Kids World is also getting a makeover. Mueller says the resort recently completed a floor plan for the renovation of the Kids World space in the Whetstone Building and will begin remodeling the space soon.
Stone says all of the building changes will be completed by the beginning of the upcoming ski season. The renovation of the Elevation Hotel and Spa should also be completed by December, he says.
Moving into “other things not so glamorous,” Stone says, are ongoing repairs and maintenance— plumbing and electrical in buildings, a $300,000 haul cable replacement for the Silver Queen Express lift, and repairs to fleet vehicles.
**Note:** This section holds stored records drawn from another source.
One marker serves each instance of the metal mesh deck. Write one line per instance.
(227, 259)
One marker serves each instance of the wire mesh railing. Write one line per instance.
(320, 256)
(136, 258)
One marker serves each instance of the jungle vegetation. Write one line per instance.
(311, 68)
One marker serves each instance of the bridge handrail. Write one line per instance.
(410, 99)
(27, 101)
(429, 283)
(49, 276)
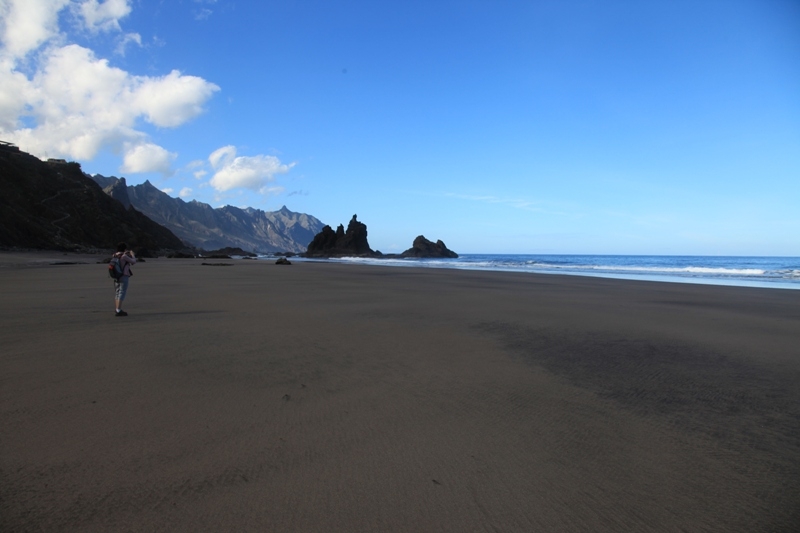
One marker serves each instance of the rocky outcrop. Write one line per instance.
(353, 243)
(422, 247)
(341, 243)
(56, 206)
(205, 227)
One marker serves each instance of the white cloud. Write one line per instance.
(233, 172)
(104, 16)
(147, 157)
(70, 103)
(126, 40)
(173, 99)
(27, 24)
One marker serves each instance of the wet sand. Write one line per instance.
(325, 397)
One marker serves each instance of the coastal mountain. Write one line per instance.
(209, 228)
(54, 205)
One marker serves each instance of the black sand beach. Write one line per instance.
(325, 397)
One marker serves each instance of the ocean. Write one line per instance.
(770, 272)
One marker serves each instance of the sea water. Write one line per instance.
(772, 272)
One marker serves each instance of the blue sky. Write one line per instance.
(661, 127)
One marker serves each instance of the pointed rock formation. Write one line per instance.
(341, 243)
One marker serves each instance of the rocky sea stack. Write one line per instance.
(341, 243)
(353, 243)
(422, 247)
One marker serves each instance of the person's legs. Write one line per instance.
(120, 289)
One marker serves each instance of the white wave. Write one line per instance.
(653, 269)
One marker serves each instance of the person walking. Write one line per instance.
(126, 258)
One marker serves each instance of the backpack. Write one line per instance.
(114, 268)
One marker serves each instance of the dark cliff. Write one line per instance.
(54, 205)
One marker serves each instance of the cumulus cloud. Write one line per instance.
(254, 173)
(103, 16)
(27, 24)
(147, 157)
(171, 100)
(129, 38)
(69, 103)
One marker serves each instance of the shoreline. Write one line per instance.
(327, 397)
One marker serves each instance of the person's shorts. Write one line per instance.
(121, 287)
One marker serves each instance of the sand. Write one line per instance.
(344, 398)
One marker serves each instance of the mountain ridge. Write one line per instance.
(203, 226)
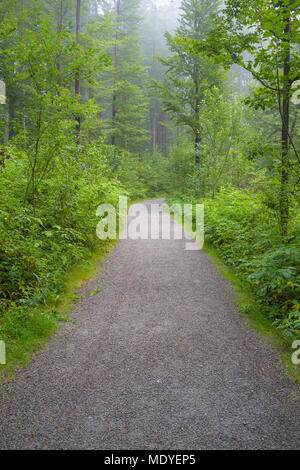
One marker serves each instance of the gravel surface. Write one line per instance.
(159, 358)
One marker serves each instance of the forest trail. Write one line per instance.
(159, 358)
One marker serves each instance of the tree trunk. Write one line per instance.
(77, 76)
(114, 99)
(197, 140)
(284, 190)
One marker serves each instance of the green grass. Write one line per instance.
(26, 334)
(257, 314)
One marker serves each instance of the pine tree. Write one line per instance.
(188, 75)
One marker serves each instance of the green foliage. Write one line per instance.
(246, 234)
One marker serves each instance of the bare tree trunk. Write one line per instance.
(197, 139)
(114, 100)
(284, 191)
(77, 77)
(7, 123)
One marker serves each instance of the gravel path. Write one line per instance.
(159, 359)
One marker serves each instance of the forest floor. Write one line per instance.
(158, 358)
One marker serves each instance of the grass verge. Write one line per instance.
(257, 314)
(25, 334)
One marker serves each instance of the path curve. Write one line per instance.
(159, 359)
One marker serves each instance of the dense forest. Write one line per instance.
(195, 101)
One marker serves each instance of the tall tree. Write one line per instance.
(77, 76)
(263, 38)
(188, 75)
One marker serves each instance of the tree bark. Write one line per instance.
(284, 190)
(77, 76)
(114, 99)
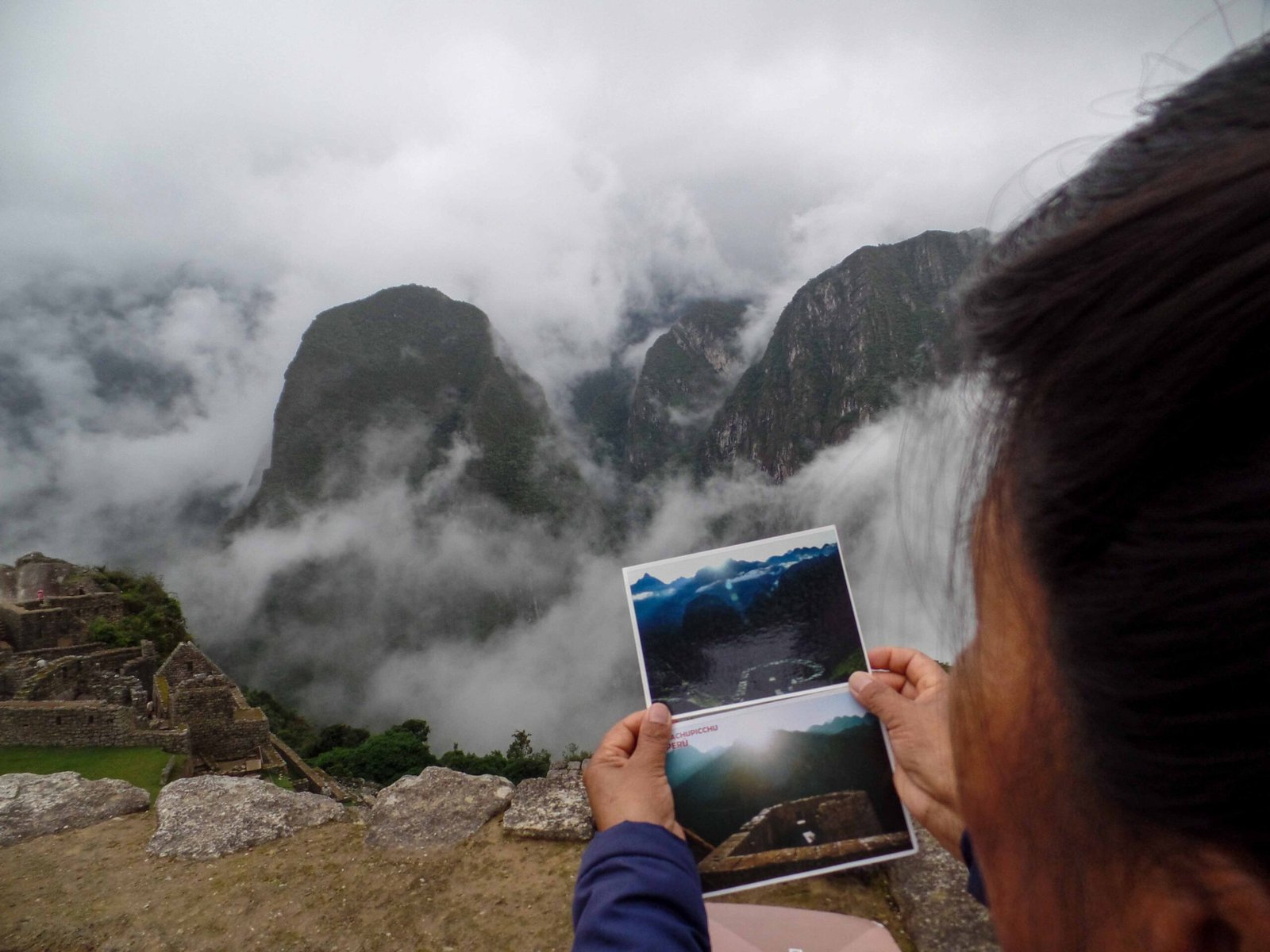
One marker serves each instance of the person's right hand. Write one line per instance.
(626, 776)
(908, 692)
Stone said he didn’t know the total cost of this year’s maintenance projects, but the improvements on the hill and building changes will cost $1.2 million.
For this upcoming winter CBMR will also be opening a new section of extreme limits terrain next to Teocalli Bowl, known by most skiers as Teo 2 and 2.5. Stone says no physical changes to the ski area were required to open the terrain, which is skied often in the spring once the lifts close for the season. “It’s pretty much a natural area we will expand into. The one thing required on our part is to control it (for avalanches) on a regular basis. If the snow is anything like this past winter, that’s going to be some amazing skiing back there,” he says.
In a June 24 press release regarding the improvements, CBMR owner Tim Mueller said, “We want to raise the bar again and continue to ensure that we deliver the best overall resort experience for our guests.”